With Claude-Jean Bonnardot, Si Mieun, Om Kil-son.
France, 1960, 35mm, black & white, 84 min.
Korean with English subtitles.
Print source: CNC

Banned in France at the time of its release, the film was born of a historic trip to North Korea in 1958, one in which Chris Marker, Claude Lanzmann and Armand Gatti also participated.
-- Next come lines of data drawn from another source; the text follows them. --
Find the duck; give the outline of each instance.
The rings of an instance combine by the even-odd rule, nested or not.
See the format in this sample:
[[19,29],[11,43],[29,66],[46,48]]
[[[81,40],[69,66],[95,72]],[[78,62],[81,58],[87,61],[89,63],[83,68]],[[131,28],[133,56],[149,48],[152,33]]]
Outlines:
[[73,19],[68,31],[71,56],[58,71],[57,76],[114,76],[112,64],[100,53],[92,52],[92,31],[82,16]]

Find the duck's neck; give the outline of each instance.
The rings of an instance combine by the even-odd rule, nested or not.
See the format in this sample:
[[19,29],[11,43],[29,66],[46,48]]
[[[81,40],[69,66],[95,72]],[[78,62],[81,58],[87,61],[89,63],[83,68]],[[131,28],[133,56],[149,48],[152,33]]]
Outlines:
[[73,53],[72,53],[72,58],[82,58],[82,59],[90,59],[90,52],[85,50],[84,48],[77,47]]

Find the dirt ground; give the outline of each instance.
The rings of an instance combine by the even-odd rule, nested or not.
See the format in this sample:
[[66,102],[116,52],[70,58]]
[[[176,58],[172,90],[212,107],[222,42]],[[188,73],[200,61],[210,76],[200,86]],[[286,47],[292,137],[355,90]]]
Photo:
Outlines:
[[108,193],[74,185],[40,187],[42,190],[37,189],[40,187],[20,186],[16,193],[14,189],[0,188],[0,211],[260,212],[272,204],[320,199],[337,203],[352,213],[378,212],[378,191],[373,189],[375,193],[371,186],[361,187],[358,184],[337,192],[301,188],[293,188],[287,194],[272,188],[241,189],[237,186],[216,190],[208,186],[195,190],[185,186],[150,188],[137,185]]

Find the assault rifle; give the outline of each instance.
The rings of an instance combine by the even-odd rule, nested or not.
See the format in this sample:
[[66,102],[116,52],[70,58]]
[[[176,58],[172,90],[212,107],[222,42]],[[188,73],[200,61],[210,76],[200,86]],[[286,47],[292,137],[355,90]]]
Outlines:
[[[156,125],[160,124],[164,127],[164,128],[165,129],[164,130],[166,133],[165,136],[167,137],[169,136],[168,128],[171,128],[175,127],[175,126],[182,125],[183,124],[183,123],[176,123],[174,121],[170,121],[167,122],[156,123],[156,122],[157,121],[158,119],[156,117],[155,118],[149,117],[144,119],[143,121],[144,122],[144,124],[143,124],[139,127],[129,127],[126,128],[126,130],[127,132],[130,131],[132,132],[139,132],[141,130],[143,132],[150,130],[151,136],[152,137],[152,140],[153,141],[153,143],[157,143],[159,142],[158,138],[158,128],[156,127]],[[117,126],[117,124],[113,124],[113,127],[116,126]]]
Apparently honoring a request by Mao Zedong, Gatti penned the script of this idyll inspired by a traditional Korean Opera—the pansori The Faithful Chunhyang—transposed in the context of the Korean War and clearly positioned against the destruction perpetrated by the forces of the United States and the UN. Difficult shooting conditions contributed to the invention of an original and quite modern cinematographic language, accentuated by documentary elements and significant ellipses.

PRECEDED BY

  • The Marines (Les Marines)

    Directed by François Reichenbach.
    France, 1957, DCP, black & white, 22 min.
    French with English subtitles.
    DCP source: Films de Jeudi

Filmed in the US Marines training barracks on Parris Island, with the authorization of the military authorities, this documentary accompanies the first weeks of young recruits by refusing to adopt a simplistic position for or against. The framing, the editing, the commentary and, especially, the use of music contribute to an elucidating, interrogative attention to the journey of the elite soldiers.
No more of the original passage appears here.